The freedom of feeling

Matthew Norwood, Staff Reporter

Love can be blinding, and sometimes in a painful way. Love is essentially the end-all-be-all for human existence, what with the fulfillment of our emotions and instinctual reproduction we all seek. There are things we do for love which would make no sense to ourselves when not encapsulated with another person. And, as most of us knows, love has its pros and cons.

Love does not discriminate, and is more often than not a random occurrence totally independent of reason. There is a major difference, then, between falling in love with someone and someone being your true love.

That story happens all the time, you fall in love and it doesn’t work out, because maybe they just aren’t right for you. I certainly underwent that, and I can say that it wasn’t without its moments. However, when push comes to shove, there has to be some sort of analysis which underlies personal decisions.

A problem comes up when friends try to become more than friends. The stress associated with the preservation of the friendship while also attempting to prioritize a relationship can confuse two people who thought they knew one another. When love goes awry, it’s almost as bad as when love goes well. You feel like you’re letting the other person down, like it’s your fault. But it’s not.

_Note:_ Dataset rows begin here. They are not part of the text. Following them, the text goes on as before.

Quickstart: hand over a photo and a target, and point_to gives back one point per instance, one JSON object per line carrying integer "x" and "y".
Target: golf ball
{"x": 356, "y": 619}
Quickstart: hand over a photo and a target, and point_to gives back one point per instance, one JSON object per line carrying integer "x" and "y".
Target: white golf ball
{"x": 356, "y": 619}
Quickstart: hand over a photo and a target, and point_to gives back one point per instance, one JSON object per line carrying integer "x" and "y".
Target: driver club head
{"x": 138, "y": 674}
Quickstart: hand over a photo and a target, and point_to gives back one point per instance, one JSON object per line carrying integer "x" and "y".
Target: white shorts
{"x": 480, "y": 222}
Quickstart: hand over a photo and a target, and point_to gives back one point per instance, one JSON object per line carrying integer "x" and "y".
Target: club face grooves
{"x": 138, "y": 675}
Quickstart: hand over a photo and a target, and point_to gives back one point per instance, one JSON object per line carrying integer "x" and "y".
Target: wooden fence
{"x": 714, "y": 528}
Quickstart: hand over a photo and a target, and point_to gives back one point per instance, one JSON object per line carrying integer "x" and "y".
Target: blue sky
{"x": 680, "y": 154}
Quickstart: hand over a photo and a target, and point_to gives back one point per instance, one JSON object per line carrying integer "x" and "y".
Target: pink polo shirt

There has to be a connection beyond the surface. You may like each other, but that doesn’t mean you can spend your life together or wish you were always with one another. When you are committed to someone else, there is always more you can achieve, more you want to make the relationship perfect. Because there is no such thing as a perfect relationship, happiness is always fleeting and requires support to keep it going.

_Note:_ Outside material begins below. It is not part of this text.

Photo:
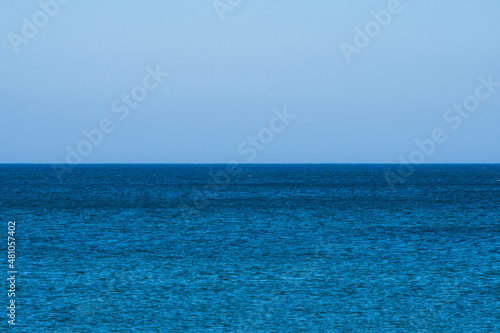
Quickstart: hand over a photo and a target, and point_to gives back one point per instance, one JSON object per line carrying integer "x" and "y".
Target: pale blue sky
{"x": 227, "y": 76}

So, what should you do? Understand that you are always in a relationship for two reasons: yourself and your partner. The goal is to achieve the best possible life for both people. If neither of you are happy, the best thing you can do is to cut the bad fruit off the tree. You’ll be surprised just how amazing the feeling can be.

I was stuck on a girl for nearly a year. What happened is done, and I don’t regret it. But where I am now is invincible. I haven’t been so purely happy in a very long time. The stress associated with chasing someone is gone, as is the stress coming with a relationship not meant to be. I’m free as a bird, and living life like I haven’t in a while.

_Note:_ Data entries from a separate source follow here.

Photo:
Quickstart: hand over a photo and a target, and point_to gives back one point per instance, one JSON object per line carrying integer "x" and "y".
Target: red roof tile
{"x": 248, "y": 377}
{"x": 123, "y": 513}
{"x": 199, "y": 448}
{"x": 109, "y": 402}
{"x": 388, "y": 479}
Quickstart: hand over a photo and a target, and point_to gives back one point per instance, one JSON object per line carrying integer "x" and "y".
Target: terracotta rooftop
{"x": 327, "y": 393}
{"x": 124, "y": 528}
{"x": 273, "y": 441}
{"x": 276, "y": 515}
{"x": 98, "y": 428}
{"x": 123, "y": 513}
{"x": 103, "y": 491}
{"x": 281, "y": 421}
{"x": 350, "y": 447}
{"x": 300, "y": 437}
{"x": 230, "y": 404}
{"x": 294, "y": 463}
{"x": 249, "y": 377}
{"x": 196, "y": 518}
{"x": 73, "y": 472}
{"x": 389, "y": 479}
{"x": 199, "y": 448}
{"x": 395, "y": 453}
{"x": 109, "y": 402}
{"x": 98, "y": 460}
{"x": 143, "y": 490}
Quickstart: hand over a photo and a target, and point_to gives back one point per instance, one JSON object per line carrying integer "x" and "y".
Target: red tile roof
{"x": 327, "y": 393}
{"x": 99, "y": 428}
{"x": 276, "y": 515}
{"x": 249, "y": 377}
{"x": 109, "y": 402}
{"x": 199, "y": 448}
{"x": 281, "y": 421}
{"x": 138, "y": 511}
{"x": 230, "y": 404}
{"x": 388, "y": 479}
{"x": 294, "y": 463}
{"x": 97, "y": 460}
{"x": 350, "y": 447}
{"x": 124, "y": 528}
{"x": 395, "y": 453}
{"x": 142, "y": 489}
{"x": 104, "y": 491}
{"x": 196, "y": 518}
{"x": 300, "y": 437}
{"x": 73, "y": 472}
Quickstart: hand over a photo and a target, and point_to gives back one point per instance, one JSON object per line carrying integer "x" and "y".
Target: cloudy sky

It is worth noting that I can credit my friends here in newspaper for a lot of that, what with the new friends I’ve made and the experiences I had in D.C. Either way, I have never been more ready for a new chapter in my life, and it’s all because I was able to give up on the past.

Do I know where life or love will go from here? No, of course not. I aim to take a break for all I see. Yet what I do understand is that there is happiness in love, but you have to get lucky to find it. Don’t get me wrong, I fully understand that there is probably someone out there for me, but spending a little time not so distracted by a girl is incredible for your character.

Look at one another. If you aren’t happy, maybe take some time to consider why you’re really in the relationship. If you can’t see yourself with that person a year from now, cut it off; believe me, you won’t regret it, because being in love doesn’t always mean you are doing the best for yourself.